Observer l’abondance relative des bactéries selon les milieux.
2. INTRODUCTION Une histoire de gélose [1; p.11]
Culture sur gélose. On étudie les bactéries grâce à une méthode de culture très simple inventée dans les
années 1880 par l’allemand Robert Koch. En vingt ans, elle a permis d’identifier les
bactéries responsables des grandes épidémies de l’époque : lèpre, tuberculose,
choléra, gonorrhée, etc. Il suffit de
1o Disperser un prélèvement à la surface d’une «gélose», i.e. un gel coulé dans une
boîte de Pétri et contenant des substances nutritives.
2o Incuber à une température appropriée afin que les bactéries se multiplient et
forment des colonies visibles à l’œil nu après quelques heures.
Autres contributions historiques. Il faut retenir certains apports préalables importants :
1850, Louis Pasteur développe les procédés de croissance bactérienne en milieu liquide.
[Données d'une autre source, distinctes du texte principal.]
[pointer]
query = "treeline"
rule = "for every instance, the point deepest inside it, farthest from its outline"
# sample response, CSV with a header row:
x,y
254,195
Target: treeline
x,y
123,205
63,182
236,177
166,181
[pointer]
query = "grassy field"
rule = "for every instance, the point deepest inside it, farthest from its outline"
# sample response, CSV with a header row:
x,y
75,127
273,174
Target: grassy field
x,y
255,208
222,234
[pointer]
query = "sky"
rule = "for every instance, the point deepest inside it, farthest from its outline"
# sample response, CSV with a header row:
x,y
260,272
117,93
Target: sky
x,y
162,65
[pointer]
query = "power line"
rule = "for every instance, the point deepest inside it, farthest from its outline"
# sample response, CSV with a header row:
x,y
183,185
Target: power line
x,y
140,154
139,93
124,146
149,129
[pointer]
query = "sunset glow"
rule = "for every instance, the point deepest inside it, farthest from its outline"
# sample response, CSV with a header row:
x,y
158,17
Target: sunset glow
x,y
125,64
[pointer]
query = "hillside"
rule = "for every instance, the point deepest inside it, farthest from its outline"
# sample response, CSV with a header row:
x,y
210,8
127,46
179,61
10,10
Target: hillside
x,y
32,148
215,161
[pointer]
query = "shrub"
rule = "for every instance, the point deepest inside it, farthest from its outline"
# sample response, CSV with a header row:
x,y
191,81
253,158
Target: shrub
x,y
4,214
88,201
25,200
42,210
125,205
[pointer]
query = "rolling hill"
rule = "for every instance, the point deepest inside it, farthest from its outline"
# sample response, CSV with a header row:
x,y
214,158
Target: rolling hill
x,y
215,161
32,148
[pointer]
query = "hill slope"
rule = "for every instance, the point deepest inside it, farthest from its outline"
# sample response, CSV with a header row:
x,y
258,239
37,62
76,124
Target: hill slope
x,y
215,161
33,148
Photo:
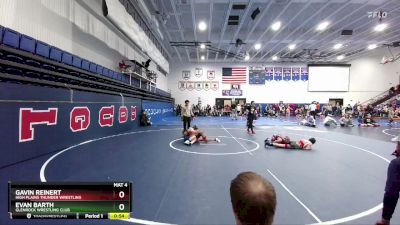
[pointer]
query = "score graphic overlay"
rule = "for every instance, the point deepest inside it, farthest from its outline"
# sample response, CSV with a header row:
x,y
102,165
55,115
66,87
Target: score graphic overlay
x,y
70,200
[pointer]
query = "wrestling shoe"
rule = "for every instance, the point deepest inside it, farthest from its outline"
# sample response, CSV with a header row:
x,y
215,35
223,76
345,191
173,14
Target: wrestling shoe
x,y
267,142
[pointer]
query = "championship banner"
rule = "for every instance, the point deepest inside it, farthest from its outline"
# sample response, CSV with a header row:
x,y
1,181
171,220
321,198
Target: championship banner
x,y
287,73
295,73
186,74
214,85
256,75
207,86
232,92
190,85
211,74
304,74
198,72
269,73
182,85
277,73
199,85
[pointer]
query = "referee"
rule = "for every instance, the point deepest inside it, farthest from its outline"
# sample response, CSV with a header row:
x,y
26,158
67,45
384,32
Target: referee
x,y
187,114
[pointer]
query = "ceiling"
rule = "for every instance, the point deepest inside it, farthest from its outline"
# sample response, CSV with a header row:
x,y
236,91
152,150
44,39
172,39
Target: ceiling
x,y
179,19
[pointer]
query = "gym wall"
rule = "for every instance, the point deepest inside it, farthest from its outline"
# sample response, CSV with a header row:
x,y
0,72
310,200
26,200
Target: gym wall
x,y
368,78
78,27
39,120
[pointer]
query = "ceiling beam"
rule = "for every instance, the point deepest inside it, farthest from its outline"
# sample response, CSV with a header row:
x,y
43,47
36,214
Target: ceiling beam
x,y
194,26
315,45
299,27
224,26
210,24
166,31
386,38
264,11
178,22
364,34
249,5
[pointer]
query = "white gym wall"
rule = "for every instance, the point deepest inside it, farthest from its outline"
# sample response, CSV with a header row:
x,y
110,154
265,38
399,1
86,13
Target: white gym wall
x,y
368,78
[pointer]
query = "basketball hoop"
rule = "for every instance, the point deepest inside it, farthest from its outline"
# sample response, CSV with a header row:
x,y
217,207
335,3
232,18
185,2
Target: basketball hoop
x,y
384,60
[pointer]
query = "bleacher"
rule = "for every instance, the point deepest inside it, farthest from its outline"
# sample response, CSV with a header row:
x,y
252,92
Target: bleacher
x,y
24,59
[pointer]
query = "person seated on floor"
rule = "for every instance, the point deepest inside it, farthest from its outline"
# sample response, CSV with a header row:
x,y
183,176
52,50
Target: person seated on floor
x,y
253,199
392,187
308,122
277,138
194,134
328,121
144,119
368,122
346,121
302,144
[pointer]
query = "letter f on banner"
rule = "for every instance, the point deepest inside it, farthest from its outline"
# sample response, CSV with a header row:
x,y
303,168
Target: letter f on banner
x,y
29,117
79,119
106,116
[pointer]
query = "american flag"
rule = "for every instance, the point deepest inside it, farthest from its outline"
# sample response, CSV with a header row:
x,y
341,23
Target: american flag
x,y
234,75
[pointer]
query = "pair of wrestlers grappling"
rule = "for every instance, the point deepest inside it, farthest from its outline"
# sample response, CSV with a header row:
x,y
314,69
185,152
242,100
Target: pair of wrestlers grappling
x,y
194,134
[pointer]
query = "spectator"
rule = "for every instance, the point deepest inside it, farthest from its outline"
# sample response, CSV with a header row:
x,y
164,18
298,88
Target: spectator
x,y
253,199
392,187
187,115
313,108
391,91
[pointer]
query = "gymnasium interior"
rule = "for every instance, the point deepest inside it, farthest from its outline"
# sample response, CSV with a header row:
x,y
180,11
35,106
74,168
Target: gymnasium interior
x,y
173,99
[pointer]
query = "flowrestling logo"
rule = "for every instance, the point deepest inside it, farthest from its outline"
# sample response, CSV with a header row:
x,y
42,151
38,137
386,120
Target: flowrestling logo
x,y
152,112
79,119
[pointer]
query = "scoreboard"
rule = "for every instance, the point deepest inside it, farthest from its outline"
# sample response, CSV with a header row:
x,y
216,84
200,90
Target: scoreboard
x,y
70,200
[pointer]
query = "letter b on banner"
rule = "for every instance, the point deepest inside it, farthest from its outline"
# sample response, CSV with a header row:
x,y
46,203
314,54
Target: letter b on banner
x,y
79,119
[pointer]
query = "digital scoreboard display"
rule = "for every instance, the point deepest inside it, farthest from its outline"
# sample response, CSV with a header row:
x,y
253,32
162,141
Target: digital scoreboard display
x,y
70,200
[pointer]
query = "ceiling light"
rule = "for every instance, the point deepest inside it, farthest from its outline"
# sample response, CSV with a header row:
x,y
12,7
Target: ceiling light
x,y
202,26
372,46
340,57
337,46
322,26
275,26
380,27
Les bactéries
humaines sont cultivées avec des extraits animaux (bouillon de viande) à des températures de 30°-35°.
1867, Joseph Lister instaure des techniques de chirurgie en asepsie dans le but de prévenir les
infections : stérilisation des instruments, désinfection des surfaces, rapidité d’exécution, etc.
1880, Walther Hess utilise l’agar, une protéine d’algue marine, pour gélifier les milieux de culture.
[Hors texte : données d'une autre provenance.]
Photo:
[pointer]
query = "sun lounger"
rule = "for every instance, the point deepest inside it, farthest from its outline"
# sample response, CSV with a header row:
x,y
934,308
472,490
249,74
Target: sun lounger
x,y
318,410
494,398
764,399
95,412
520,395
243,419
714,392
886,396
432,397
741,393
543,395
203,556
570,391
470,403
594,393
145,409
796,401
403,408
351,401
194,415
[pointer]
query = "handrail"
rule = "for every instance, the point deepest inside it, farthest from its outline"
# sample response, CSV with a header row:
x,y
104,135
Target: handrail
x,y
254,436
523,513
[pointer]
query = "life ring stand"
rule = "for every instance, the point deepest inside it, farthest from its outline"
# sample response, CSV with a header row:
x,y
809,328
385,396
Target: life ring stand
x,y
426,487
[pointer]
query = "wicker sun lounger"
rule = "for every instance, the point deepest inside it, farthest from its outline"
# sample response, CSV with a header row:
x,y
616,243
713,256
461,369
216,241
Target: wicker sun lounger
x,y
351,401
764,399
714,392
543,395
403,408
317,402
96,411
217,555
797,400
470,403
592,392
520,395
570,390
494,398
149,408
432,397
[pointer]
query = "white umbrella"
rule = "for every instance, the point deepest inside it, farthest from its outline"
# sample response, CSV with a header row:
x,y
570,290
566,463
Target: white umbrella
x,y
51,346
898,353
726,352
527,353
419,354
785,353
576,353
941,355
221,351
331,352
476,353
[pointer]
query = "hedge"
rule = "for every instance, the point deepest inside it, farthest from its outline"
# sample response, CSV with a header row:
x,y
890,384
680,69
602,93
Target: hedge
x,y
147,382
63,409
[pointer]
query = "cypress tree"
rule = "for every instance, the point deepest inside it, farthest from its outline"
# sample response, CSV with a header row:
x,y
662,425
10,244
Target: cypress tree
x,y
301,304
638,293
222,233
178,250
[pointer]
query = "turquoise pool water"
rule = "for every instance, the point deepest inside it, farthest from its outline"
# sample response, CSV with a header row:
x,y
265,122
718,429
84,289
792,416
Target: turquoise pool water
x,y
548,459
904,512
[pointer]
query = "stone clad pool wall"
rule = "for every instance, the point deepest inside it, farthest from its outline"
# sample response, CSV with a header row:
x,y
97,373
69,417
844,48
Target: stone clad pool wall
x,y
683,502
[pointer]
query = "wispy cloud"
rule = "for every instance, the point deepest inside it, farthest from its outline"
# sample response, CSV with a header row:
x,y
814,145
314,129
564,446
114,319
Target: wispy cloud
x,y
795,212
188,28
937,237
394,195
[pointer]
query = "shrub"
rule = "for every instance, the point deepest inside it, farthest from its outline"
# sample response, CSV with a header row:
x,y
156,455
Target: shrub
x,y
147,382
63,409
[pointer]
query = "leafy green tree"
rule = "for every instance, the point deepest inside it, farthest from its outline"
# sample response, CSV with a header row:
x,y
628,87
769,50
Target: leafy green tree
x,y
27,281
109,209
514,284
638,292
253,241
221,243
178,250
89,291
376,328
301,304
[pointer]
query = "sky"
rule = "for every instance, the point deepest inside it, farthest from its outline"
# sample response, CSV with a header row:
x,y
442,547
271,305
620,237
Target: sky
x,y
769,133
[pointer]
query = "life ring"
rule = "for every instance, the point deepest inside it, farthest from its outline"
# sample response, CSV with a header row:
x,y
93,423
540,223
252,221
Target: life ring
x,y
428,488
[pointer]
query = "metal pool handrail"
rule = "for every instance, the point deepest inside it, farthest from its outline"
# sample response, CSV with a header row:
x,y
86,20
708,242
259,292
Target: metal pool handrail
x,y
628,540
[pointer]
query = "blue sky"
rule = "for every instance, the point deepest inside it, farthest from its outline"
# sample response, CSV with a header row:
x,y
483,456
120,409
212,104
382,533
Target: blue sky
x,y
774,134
Contrairement à la gélatine, une protéine d’origine animale, l’agar ne fond pas au cours d’une
incubation à 35° car son point de fusion est de 45°. L’importance du milieu gélifié tient au fait que sa
surface permet de séparer et d’isoler les bactéries, ce qui est impossible en bouillon liquide.
1887, J.R. Pétri, alors assistant de Robert Koch, invente le contenant aujourd’hui appelé Boîte de Pétri,
lequel présente une surface assez grande, idéale pour disperser et séparer les bactéries.
Cultures pures. Robert Koch et son équipe peuvent alors prélever des colonies isolées à la surface des
géloses et mettre au point des cultures pures, permettant d’analyser un seul type de bactérie à la fois.
3. MANIPULATIONS
3.1. Choix de prélèvements. Chaque équipe de 2 étudiants effectue 4 prélèvements :
2 prélèvements de la flore bactérienne humaine : bouche et surface au choix (ex. bras)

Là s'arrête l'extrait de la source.